En vez de irrumpir en la sede del Comité de Selección de Descensos, entró en la contigua sala de interrogatorios. Pulsó un botón que le permitió convertir en transparente la ventana acristalada y a través de ella continuó prestando atención a la comparecencia del recién llegado.

–Hermano Anselmo –prosiguió el comisario–, ¿cómo te encuentras? ¿Comprendes ya la situación?

–¿Comprender? ¡Pues no! ¿Cómo voy a comprender? –El interpelado intentaba aplacar su ansiedad haciendo girar la alianza matrimonial que le ardía sobre el dedo anular–. A mí me vais a perdonar… pero no quiero estar aquí, en el Cielo o dondequiera que esté… ¡Yo quiero volver con mi Brígida! ¡Quiero seguir palpándome la carne y secándome el sudor húmedo y el olor a fosfato! ¡Quiero volver a Aldea Moret! ¡Por favor, sacadme de este sueño…!

Al borde del sollozo, se llevó al rostro las rudas palmas de sus curtidas manos de obrero con la esperanza de que al retirarlas se hubiera desvanecido la pesadilla. Sintió el impulso de hincarse de rodillas para implorar la clemencia del tribunal pero un arrebato de orgullo lo mantuvo aferrado a la verticalidad, mientras recordaba, no sabía por qué, a aquel Anselmo de diecisiete años que una mañana de primavera, después de despedirse de sus padres y de sus hermanos como si los fuera a ver al final del día, había tomado su hatillo y, sin volver la vista atrás, había abandonado para siempre su pueblo natal.

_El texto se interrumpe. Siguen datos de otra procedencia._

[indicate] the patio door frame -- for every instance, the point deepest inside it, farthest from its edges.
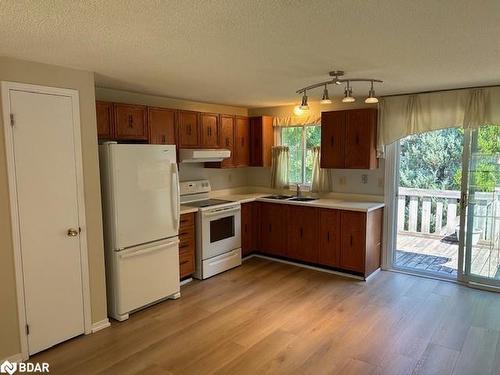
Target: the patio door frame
(465, 242)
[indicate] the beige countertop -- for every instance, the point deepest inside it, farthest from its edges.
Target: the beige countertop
(185, 209)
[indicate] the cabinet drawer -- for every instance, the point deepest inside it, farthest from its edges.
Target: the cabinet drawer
(186, 220)
(186, 264)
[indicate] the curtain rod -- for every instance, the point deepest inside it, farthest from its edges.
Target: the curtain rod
(433, 91)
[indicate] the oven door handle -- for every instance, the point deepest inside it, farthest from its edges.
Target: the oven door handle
(220, 212)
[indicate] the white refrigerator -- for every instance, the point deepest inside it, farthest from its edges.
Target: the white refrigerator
(140, 195)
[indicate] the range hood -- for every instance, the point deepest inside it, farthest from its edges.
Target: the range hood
(195, 155)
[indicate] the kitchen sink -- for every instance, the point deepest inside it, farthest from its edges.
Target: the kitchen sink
(302, 199)
(278, 196)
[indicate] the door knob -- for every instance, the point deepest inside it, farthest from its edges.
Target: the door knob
(72, 232)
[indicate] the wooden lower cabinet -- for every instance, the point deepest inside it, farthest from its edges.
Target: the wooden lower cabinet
(186, 245)
(329, 237)
(272, 228)
(302, 233)
(246, 229)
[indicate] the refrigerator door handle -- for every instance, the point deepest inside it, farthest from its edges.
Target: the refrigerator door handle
(134, 253)
(176, 198)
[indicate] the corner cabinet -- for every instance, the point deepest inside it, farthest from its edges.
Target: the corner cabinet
(338, 239)
(348, 139)
(262, 139)
(130, 122)
(161, 126)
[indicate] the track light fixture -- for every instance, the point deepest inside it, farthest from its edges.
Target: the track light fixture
(338, 80)
(325, 99)
(303, 105)
(348, 98)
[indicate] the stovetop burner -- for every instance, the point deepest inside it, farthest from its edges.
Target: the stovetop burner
(207, 203)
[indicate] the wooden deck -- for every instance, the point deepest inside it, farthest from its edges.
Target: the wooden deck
(440, 254)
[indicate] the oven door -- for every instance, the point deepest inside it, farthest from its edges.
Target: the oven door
(220, 230)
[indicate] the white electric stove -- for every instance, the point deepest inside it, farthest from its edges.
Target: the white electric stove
(218, 229)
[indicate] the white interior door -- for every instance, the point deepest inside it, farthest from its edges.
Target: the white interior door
(46, 184)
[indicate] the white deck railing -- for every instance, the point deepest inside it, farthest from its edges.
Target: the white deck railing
(430, 211)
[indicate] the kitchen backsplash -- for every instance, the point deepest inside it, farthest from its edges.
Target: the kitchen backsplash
(344, 180)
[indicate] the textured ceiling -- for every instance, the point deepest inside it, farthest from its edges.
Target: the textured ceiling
(257, 53)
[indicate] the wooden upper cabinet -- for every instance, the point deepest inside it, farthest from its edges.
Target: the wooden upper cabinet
(329, 237)
(227, 139)
(302, 233)
(353, 241)
(333, 126)
(361, 142)
(187, 128)
(209, 130)
(105, 120)
(348, 139)
(242, 142)
(130, 122)
(161, 126)
(262, 140)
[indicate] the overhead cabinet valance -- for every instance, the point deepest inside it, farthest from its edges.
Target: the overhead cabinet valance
(405, 115)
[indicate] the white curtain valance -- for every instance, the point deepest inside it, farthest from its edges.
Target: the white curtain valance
(286, 121)
(400, 116)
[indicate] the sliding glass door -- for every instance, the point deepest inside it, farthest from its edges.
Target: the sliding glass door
(480, 206)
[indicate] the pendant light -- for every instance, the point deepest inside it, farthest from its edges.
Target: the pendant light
(372, 99)
(304, 106)
(348, 98)
(325, 99)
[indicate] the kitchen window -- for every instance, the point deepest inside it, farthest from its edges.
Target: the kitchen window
(300, 140)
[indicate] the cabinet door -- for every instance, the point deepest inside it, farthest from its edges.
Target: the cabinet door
(246, 229)
(242, 136)
(130, 122)
(360, 143)
(187, 129)
(302, 234)
(271, 228)
(329, 237)
(209, 130)
(161, 126)
(227, 138)
(105, 123)
(353, 240)
(333, 127)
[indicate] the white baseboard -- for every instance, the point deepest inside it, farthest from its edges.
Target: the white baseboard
(13, 358)
(100, 325)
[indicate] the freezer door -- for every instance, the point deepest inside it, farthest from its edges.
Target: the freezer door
(145, 193)
(146, 274)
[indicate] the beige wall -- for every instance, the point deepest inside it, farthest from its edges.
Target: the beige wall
(41, 74)
(161, 101)
(344, 180)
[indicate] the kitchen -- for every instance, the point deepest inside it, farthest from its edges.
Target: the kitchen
(190, 246)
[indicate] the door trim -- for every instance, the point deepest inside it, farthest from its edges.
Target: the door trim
(6, 87)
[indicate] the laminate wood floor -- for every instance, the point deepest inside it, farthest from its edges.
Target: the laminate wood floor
(267, 317)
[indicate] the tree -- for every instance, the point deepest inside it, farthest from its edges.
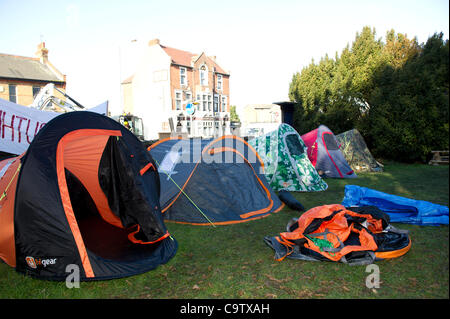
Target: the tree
(395, 93)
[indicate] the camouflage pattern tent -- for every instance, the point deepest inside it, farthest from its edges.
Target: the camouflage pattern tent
(286, 163)
(355, 151)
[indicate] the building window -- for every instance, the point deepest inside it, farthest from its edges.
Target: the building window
(219, 81)
(188, 97)
(178, 100)
(204, 101)
(183, 78)
(203, 75)
(224, 103)
(36, 90)
(12, 93)
(216, 103)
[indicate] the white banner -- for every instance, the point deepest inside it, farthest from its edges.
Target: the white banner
(19, 124)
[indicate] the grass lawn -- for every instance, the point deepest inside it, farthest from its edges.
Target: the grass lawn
(234, 262)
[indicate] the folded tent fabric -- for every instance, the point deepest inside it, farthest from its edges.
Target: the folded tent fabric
(339, 234)
(399, 208)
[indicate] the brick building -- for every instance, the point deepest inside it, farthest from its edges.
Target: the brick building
(21, 78)
(166, 81)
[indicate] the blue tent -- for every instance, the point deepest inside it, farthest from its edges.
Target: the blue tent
(400, 209)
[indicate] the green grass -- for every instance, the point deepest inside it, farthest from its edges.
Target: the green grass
(234, 262)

–Hermano, hermano… Me temo que no puede ser. Tu obra allí está finalizada. Has cumplido todas las tareas que Anselmo tenía previsto realizar. Igual que él fue capaz de recuperarse tras verse obligado a abandonar el pueblo en el que había nacido, tú serás capaz ahora de recuperarte tras haber abandonado tu última encarnación. Lo superarás.

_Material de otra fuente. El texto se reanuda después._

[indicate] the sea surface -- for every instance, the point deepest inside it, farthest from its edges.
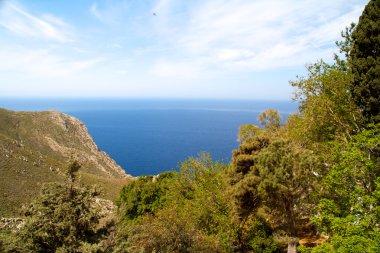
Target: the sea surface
(148, 136)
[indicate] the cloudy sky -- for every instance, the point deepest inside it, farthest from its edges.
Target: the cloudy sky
(238, 49)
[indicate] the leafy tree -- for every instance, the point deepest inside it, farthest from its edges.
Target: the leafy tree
(327, 110)
(350, 207)
(63, 218)
(195, 216)
(364, 61)
(145, 195)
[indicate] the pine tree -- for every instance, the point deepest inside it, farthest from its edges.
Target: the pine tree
(364, 62)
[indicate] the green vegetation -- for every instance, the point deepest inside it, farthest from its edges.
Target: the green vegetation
(311, 184)
(364, 61)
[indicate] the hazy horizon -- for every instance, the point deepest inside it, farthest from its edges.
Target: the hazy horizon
(165, 49)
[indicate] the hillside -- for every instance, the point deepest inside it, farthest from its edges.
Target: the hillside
(35, 148)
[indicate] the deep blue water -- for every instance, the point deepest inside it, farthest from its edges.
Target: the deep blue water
(151, 136)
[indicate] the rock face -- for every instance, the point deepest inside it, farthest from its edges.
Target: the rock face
(35, 148)
(88, 152)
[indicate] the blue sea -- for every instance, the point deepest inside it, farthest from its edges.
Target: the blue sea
(148, 136)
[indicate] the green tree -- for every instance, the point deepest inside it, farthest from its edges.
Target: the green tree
(349, 210)
(147, 194)
(327, 110)
(63, 218)
(364, 61)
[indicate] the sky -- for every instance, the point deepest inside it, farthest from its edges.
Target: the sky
(221, 49)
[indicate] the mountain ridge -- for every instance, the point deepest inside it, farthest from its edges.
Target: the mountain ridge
(35, 148)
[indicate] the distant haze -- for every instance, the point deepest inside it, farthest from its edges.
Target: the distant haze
(240, 49)
(151, 136)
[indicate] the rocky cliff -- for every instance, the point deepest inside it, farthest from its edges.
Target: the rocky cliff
(35, 147)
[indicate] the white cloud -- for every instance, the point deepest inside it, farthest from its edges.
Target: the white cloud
(176, 70)
(19, 21)
(256, 35)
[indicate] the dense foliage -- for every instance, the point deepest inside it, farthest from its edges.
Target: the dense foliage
(364, 62)
(63, 218)
(311, 182)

Anselmo separó las manos y descubrió su rostro asombrado: su interlocutor había captado perfectamente su pensamiento previo, la escena de su partida de Coria, aunque consideró que también sería posible que en realidad hubiera sido aquel hombre de la túnica el que, con su poderosa fuerza mental, hubiese inducido la imagen de la emigración, sugiriendo así un paralelismo que lo calmara en la situación actual en que se veía obligado a abandonar su planeta natal. Sintió de nuevo, brotando de las paredes del recinto, unos efluvios sedantes que apaciguaron su ánimo y fortalecieron su serenidad. El comisario prosiguió.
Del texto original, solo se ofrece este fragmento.